Steve Barrington, who considers the country’s biggest problem to be “socialism,” praises Raskin and says he and his neighbors have gotten little or no help from their congressional delegation.

“He’s the only one who’s got any balls to stand up and fight,” Steve said. “We’ve had some boys in Oklahoma here that shoulda done something.” But, he said, they haven’t.

Landowners got quieter but more direct support when President Biden took office and elevated Richard Glick to chairman of FERC in January.

Glick, a Democrat, has taken a confrontational approach with companies on landowner issues. He launched an Office of Public Participation to assist people with FERC’s bureaucracy and alarmed gas companies with proposals to give landowners more leverage during projects.

In March, when FERC put both Spire and Cheniere under tough-sounding deadlines, Glick said companies that don’t fix their construction damage should have their lines shut down, directly referring to Midship and Cheniere (Energywire, March 19).

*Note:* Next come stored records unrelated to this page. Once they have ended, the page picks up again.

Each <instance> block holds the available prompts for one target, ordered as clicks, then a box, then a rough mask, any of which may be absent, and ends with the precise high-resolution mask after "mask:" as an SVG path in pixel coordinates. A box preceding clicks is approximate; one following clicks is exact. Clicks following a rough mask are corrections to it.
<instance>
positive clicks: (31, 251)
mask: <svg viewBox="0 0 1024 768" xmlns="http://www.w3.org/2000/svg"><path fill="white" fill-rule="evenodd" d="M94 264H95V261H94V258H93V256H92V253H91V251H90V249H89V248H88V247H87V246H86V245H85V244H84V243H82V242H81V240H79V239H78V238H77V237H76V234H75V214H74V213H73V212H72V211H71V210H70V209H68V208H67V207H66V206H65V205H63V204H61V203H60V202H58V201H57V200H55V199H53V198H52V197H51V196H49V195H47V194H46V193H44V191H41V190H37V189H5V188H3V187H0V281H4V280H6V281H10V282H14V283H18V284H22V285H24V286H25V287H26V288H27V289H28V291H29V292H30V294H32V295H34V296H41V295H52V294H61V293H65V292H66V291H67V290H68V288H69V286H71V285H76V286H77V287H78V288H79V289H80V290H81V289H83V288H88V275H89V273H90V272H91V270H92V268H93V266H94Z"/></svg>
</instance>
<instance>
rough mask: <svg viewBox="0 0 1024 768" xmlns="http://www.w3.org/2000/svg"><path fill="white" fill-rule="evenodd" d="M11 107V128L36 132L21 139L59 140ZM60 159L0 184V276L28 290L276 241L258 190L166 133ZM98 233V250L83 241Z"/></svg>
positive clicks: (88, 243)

But he insisted that FERC could not get involved in getting the pipeline companies to pay for damages. Still, Laps is on the phone with FERC officials talking about compensation for landowners such as the Barringtons.

“I think FERC tells Midship what they’re going to pay, and they pay it,” Laps said.

The deadlines set in March have come and gone, but they did spur action. High-level FERC staff from Washington visited Illinois and Oklahoma, and 19 landowners have settled their cases with Cheniere.

But the claims of more than 60 of Laps’ clients remain unresolved. Big obstacles remain with the most damaged farms.

The Barringtons still have wood in their hayfield, a broken irrigation system and other problems. Schweitzer says Midship’s path through his land is rife with cockleburs and other noxious weeds. Another landower says he still hasn’t gotten back $40,000 worth of topsoil Cheniere’s contractors hauled off his land.

They trust Laps, though, to get the job done.